Simple Mistakes or Something More

There's so many little moments I look back on now and wonder if it was the disease. Years ago my husband started commenting on how bad my mom was at making coffee. I just added more creamer and drank it down, not giving the stale tasting coffee a second thought. She had been making me coffee for years, maybe her pot just needed to be de-calcified or maybe she was cutting back on the amount of beans used? Eventually, it just became easier for me to always take her a Starbucks than have her brew us a pot.

There was a strawberry pie incident that left the first (and only) bite of pie sizzling on our tongues. She had been making this pie my entire life, but surely it was a simple ingredient mistake, nothing that I should to be alarmed about.

As my grandparents aged and required moving from the town of Santa Claus to the same town as my mother, she became the caregiver for their daily needs. Besides working at the library, she was now taking my grandparents to every doctors appointment, doing their grocery shopping, basic housekeeping at their apartment, managing their medication, while also taking care of her own house, husband, and being our mother. My sister and I watched the toll the role of caregiver took on her. As their needs became more than she could handle, my grandparents moved into a nearby nursing home. Even with their daily needs no longer my mom's responsibility, the stress and guilt of them being in a nursing home continued to plague her.

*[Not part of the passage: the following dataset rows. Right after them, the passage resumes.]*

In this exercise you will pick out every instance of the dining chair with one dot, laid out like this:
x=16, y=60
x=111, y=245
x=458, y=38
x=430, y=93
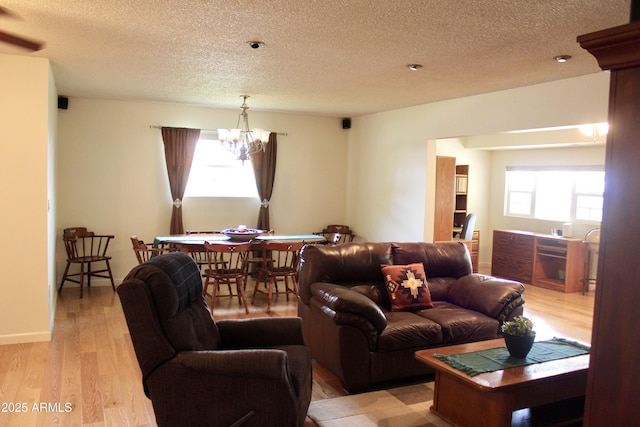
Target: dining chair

She began to voice that she was forgetting things and was visibly upset that certain things were happening. An example would be going through the drive-thru to grab food. One day after paying for her meal, she drove off and never stopped at the second window to grab her food. Mom assumed her actions were the result of stress from having aging parents residing in a nursing home. I readily agreed and told her she just needed to slow down, take some deep breaths, and everything would be ok. Looking back, she voiced her concern and chalked it up as stress. Did she really know that something more serious was taking place? Is it possible that denial was already in play and we both chose to ignore possible signs. It'd be six more years before denial was no longer an option and reality would gut punch us when we least expected it.